Ces articles de la rubrique « Ailleurs sur le web » sont publiés à titre d'information et n'engagent pas la Tendance CLAIRE.
Les mineurs de Trieux, en 1963. G. Bloncourt. Rue des Archives
L’historien donne son regard sur la mobilisation et explique ce qu’a changé le salariat dans le déroulé des mouvements sociaux
Pour l’auteur d’une Histoire populaire de la France (Agone), l’inscription de la grève dans le temps implique de nouvelles solidarités.
Quel regard portez-vous sur la mobilisation en cours ?

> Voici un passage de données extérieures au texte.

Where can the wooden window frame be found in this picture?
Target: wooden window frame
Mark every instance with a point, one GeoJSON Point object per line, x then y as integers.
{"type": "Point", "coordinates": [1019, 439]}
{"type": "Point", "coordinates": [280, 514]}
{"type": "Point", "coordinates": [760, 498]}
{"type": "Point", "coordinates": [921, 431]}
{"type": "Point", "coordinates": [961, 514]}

Dans toutes les grandes luttes sociales, on voit surgir un conflit symbolique entre des porte-parole qui s’opposent chacun au nom du peuple. Lorsque la cause défendue par les gens qui sont dans la lutte paraît légitime aux yeux de l’opinion, comme c’était le cas avec les gilets jaunes et comme c’est encore le cas dans le mouvement actuel contre le projet gouvernemental sur les retraites, les dominants doivent faire flèche de tout bois pour discréditer ceux qui sont dans la lutte. Les gilets jaunes étaient dénoncés comme des casseurs, des antisémites, des racistes. Aujourd’hui, les salariés en grève sont présentés comme des privilégiés qui rendent la vie impossible au peuple travailleur, allant jusqu’à le menacer de gâcher son Noël. Les partisans de ce projet de loi, comme leurs adversaires, affirment défendre les intérêts du peuple français ; les uns et les autres disent qu’ils combattent les privilèges et qu’ils luttent pour l’égalité. Fait nouveau, la cause des femmes fait partie aujourd’hui de cette panoplie d’arguments légitimes. Mais, bien évidemment, les définitions que chaque camp donne de ces causes communes sont radicalement opposées. C’est la diversité des soutiens dont pourront bénéficier les grévistes qui leur permettra de populariser leur conception de l’égalité et de la justice dans l’opinion publique. Prenons l’exemple des femmes. Alors que le gouvernement affirme qu’elles seront les «grandes gagnantes» de la réforme, les grévistes assurent le contraire. Dans cette configuration, la mobilisation féministe contre ce projet de loi peut jouer un rôle majeur dans l’élargissement de la contestation.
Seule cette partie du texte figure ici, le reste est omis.